Cointracking désigne Brevo comme son fournisseur compromis
Cointracking, une plateforme de suivi de portefeuille de cryptomonnaies et de gestion fiscale, a apporté une autre pièce du puzzle en identifiant Brevo comme le prestataire de services de messagerie tiers impliqué dans son incident. Ses clients ont reçu un faux message intitulé « Avis de fuite de données : veuillez actualiser vos clés API dès que possible ». Cointracking a souligné que ce message était une tentative d’hameçonnage, a conseillé à ses clients de ne pas cliquer sur les liens qu’il contenait et a indiqué qu’elle menait une enquête sur cette violation. « Ne cliquez sur aucun lien contenu dans cet e-mail. Nous menons actuellement une enquête sur cet incident et vous fournirons de plus amples informations dès qu’elles seront disponibles », a écrit Cointracking.
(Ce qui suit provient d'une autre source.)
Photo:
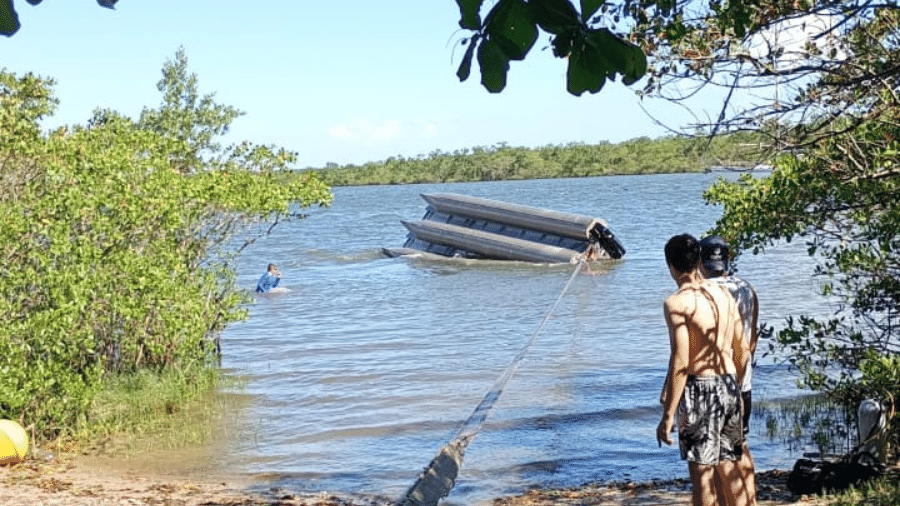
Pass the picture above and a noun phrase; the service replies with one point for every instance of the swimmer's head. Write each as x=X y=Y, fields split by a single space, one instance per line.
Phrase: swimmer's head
x=683 y=253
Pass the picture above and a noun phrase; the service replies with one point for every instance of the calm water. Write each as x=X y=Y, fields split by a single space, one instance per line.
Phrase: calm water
x=369 y=365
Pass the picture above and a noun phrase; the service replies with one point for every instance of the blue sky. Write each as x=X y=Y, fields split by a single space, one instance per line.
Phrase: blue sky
x=342 y=82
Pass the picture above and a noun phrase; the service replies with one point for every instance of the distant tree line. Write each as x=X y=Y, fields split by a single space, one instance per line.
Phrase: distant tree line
x=501 y=162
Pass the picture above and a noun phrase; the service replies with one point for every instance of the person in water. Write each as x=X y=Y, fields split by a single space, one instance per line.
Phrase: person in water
x=714 y=266
x=706 y=366
x=269 y=279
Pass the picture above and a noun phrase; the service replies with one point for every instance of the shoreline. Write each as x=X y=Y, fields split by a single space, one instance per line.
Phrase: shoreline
x=79 y=481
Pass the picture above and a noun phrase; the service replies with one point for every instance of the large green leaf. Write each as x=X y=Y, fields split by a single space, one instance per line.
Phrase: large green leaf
x=465 y=68
x=510 y=24
x=599 y=55
x=555 y=16
x=587 y=70
x=494 y=65
x=589 y=7
x=470 y=14
x=620 y=56
x=9 y=20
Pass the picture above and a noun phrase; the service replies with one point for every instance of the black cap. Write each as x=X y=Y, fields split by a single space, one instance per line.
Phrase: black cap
x=714 y=253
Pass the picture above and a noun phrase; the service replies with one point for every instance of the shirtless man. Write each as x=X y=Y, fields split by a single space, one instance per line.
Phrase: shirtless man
x=706 y=366
x=714 y=260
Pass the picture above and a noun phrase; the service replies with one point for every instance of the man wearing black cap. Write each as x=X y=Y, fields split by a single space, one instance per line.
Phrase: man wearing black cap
x=714 y=258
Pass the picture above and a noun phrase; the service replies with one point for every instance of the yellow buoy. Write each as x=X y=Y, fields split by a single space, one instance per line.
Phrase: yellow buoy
x=13 y=442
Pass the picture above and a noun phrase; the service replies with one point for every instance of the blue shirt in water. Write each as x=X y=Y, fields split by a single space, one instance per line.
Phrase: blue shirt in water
x=267 y=282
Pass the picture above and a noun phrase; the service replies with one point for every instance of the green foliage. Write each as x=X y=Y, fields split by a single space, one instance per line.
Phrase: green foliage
x=511 y=28
x=113 y=245
x=637 y=156
x=9 y=18
x=884 y=491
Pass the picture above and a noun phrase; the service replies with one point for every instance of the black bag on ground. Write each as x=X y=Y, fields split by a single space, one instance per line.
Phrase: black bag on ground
x=816 y=476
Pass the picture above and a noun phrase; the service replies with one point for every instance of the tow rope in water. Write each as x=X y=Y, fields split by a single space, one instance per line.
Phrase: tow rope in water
x=438 y=478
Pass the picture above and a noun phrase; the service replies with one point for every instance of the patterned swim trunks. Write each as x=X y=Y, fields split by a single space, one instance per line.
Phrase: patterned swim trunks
x=710 y=428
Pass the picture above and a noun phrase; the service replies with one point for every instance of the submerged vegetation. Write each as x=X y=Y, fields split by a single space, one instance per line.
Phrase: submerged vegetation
x=115 y=259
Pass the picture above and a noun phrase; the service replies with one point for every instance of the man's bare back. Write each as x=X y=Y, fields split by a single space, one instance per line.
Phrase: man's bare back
x=696 y=309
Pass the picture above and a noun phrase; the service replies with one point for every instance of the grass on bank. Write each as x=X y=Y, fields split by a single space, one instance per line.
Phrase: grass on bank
x=148 y=410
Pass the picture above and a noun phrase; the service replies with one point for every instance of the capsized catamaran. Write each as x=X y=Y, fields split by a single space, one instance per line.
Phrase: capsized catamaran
x=469 y=227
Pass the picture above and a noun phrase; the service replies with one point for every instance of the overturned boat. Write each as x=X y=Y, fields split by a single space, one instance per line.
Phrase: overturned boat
x=470 y=227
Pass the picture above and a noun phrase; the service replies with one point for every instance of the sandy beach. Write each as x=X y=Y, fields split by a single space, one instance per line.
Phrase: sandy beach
x=78 y=481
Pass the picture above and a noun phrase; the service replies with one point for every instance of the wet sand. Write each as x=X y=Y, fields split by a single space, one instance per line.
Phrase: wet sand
x=76 y=481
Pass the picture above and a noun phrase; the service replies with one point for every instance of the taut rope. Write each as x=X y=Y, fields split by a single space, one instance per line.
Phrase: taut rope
x=436 y=480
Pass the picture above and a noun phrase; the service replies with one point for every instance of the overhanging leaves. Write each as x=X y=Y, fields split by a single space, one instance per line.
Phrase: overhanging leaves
x=599 y=55
x=494 y=65
x=470 y=14
x=555 y=16
x=589 y=7
x=465 y=68
x=9 y=20
x=511 y=26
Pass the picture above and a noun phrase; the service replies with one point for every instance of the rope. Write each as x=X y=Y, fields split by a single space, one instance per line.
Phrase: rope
x=436 y=480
Les entreprises du secteur des cryptomonnaies font face à une nouvelle vague de menaces pour la sécurité de leurs clients
Le moment choisi est difficile à accepter pour les utilisateurs de portefeuilles matériels. Safepal et Trezor ont chacun subi des fuites de données clients en août, bien qu’aucun de ces incidents n’ait compromis les phrases de récupération, les clés privées ou les fonds des portefeuilles.
SafePal a indiqué qu’une faille d’autorisation avait exposé les informations d’environ 39 798 clients, tandis que la fuite liée à Shipmonk chez Trezor a finalement affecté quelque 81 000 commandes. Les noms, adresses, numéros de téléphone et autres informations clients peuvent fournir aux pirates de quoi mener des tentatives d’hameçonnage plus convaincantes, même lorsque les portefeuilles eux-mêmes restent sécurisés.
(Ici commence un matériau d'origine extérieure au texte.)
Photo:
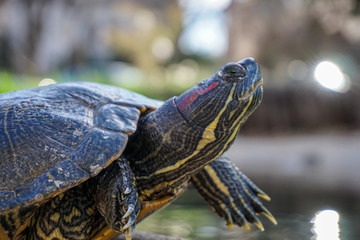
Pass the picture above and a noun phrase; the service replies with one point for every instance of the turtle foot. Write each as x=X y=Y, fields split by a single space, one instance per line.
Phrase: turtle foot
x=232 y=195
x=117 y=198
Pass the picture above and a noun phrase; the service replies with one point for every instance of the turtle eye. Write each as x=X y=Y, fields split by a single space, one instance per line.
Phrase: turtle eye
x=234 y=70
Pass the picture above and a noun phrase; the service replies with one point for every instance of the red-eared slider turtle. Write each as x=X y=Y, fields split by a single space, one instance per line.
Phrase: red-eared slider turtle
x=87 y=161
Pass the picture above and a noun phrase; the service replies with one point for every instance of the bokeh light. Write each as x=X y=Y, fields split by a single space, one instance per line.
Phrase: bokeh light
x=329 y=75
x=326 y=225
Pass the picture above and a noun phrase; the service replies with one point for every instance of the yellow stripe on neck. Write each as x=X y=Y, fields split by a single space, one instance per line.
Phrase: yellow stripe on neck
x=207 y=137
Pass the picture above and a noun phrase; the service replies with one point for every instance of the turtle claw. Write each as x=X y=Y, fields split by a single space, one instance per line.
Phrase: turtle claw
x=130 y=222
x=129 y=232
x=232 y=195
x=269 y=216
x=129 y=211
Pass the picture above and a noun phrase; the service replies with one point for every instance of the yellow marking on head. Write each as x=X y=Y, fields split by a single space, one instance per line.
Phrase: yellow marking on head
x=259 y=225
x=264 y=196
x=55 y=217
x=207 y=137
x=3 y=234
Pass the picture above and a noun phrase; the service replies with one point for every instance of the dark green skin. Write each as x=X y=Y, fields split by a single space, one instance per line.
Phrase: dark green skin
x=65 y=137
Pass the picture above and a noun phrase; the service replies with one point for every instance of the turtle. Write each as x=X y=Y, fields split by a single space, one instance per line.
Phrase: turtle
x=82 y=160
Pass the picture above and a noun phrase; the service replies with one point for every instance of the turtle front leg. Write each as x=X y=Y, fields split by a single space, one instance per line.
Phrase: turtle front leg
x=116 y=196
x=231 y=194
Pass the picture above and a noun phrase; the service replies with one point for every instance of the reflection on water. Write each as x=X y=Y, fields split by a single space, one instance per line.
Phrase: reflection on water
x=189 y=218
x=326 y=225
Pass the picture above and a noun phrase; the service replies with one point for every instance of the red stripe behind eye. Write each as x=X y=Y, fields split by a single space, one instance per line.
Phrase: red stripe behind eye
x=190 y=97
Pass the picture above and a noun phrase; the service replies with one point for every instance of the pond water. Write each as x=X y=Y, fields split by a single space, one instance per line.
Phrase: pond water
x=312 y=216
x=304 y=175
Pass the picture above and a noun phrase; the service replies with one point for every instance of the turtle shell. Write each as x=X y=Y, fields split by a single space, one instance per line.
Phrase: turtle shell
x=55 y=137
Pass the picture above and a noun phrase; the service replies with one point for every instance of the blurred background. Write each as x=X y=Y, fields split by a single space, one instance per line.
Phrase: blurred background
x=302 y=145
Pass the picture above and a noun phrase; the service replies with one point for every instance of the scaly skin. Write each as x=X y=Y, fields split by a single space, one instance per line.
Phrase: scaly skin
x=180 y=142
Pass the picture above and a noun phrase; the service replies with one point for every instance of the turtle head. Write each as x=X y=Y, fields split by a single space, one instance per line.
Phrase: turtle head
x=225 y=99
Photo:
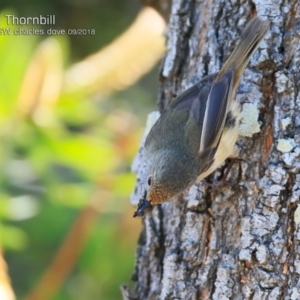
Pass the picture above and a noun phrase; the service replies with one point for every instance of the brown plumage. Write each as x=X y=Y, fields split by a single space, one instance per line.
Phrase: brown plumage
x=198 y=130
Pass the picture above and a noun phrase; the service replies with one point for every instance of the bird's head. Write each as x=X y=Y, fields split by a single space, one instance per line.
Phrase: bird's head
x=168 y=174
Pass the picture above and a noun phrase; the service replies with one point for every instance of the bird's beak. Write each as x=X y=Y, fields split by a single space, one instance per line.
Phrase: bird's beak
x=144 y=206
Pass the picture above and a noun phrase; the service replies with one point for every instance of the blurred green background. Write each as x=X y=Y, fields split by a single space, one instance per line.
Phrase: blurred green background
x=67 y=230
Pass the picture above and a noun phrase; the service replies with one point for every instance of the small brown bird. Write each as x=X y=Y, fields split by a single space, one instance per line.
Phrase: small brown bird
x=199 y=129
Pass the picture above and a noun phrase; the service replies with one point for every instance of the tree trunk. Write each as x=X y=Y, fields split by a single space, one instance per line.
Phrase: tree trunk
x=239 y=240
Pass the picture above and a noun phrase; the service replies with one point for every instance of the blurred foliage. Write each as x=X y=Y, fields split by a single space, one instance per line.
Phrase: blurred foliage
x=59 y=148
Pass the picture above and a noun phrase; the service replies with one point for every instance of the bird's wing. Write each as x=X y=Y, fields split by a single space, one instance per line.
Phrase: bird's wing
x=215 y=111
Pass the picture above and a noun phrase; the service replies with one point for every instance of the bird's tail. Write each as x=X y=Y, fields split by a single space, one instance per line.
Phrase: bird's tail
x=250 y=39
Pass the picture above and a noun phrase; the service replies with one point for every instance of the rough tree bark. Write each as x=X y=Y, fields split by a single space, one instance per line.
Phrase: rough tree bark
x=238 y=241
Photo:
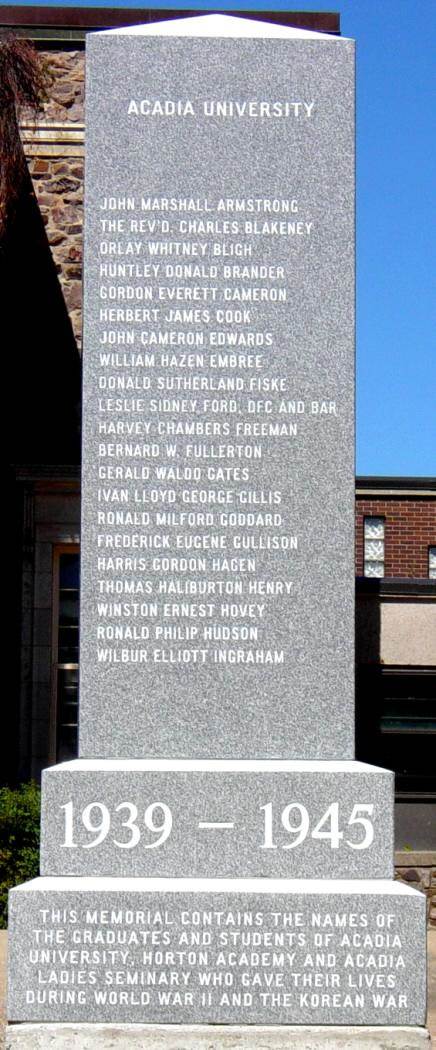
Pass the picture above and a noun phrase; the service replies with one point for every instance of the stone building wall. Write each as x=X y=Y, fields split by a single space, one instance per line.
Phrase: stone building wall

La course à la sécurité s’accélère
La menace globale évolue également, car l’intelligence artificielle permet de détecter les vulnérabilités logicielles à moindre coût et plus rapidement. En mai, Taylor Hornby a utilisé Claude Opus 4.8 pour mettre au jour une faille vieille de quatre ans dans Zcash Orchard, tandis que des agents d’Anthropic ont par la suite reproduit des centaines d’exploits historiques liés à la finance décentralisée (DeFi), représentant environ 550 millions de dollars de pertes simulées.
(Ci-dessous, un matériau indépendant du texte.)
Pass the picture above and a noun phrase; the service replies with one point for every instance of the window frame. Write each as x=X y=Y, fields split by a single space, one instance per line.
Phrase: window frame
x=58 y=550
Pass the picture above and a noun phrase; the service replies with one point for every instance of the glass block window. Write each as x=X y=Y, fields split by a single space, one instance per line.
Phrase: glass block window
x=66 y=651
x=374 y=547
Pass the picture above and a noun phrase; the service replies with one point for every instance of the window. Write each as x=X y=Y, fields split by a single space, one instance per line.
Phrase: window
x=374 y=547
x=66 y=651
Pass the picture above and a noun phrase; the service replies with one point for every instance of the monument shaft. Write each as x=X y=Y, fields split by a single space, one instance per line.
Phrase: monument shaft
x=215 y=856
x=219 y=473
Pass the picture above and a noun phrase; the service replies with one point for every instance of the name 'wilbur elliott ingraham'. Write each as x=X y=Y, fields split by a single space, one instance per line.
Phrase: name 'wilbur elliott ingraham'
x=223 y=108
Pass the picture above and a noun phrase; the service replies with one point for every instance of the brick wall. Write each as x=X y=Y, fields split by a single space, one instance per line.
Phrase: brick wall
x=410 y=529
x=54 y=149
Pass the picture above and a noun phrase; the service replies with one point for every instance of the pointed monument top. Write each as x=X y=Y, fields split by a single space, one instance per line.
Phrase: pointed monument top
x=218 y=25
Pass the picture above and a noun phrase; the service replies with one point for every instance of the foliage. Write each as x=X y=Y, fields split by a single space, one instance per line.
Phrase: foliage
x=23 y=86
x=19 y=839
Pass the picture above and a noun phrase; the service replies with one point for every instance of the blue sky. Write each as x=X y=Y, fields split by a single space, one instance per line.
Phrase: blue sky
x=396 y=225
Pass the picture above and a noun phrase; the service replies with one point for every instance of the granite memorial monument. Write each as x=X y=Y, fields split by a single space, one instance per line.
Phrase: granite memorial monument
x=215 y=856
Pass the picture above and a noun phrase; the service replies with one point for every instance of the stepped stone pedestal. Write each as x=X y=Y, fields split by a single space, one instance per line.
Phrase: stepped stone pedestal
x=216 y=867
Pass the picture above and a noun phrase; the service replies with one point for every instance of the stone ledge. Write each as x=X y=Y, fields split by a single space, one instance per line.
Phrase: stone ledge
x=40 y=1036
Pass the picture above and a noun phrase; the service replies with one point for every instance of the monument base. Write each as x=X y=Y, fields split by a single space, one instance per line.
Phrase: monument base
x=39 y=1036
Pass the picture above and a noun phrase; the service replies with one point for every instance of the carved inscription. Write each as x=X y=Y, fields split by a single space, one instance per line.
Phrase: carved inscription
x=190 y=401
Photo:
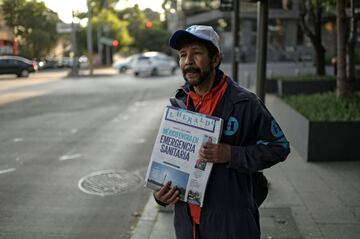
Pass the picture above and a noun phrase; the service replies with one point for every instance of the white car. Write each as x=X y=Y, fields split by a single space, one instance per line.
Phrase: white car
x=125 y=64
x=153 y=63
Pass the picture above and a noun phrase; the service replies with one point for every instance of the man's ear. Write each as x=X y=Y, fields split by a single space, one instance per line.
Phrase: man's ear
x=217 y=59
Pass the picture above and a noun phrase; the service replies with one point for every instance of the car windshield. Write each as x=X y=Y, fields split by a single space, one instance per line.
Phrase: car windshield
x=143 y=58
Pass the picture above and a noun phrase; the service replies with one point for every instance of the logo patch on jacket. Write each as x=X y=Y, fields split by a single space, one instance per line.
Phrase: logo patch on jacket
x=275 y=129
x=231 y=127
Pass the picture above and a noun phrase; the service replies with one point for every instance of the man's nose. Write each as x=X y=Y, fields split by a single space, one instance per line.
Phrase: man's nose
x=189 y=60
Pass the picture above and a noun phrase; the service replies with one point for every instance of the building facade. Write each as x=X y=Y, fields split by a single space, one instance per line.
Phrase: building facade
x=286 y=40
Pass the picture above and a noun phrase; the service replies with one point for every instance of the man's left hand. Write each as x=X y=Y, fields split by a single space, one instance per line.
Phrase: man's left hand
x=215 y=153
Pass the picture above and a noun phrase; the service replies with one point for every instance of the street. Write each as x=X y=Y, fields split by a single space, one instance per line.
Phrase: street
x=74 y=152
En août, une équipe « Red Team » bénévole spécialisée dans le Bitcoin a analysé 390 projets et signalé 4 962 failles en environ 30 heures, dont 85 classées comme critiques. Les chercheurs et les pirates ont de plus en plus accès aux mêmes outils puissants, ce qui place les entreprises du secteur des cryptomonnaies sur la corde raide, où la question décisive pourrait bien se résumer à savoir qui découvrira la faille en premier.
Pour les clients de Trezor, Bitbox et Cointracking, la priorité immédiate est plus simple : éviter les e-mails de hameçonnage identifiés et les liens qu’ils contiennent, pendant que les entreprises enquêtent sur ce qui s’est passé. La suite dépendra de la manière dont l’infrastructure de messagerie partagée a été compromise, de l’ampleur de la propagation de l’attaque et de la divulgation ou non d’incidents similaires par d’autres entreprises du secteur des cryptomonnaies.
Cet article a été traduit de l'anglais à l'aide de l'IA. La version originale en anglais fait foi ; les traductions automatiques peuvent contenir des inexactitudes, en particulier dans la terminologie juridique et réglementaire.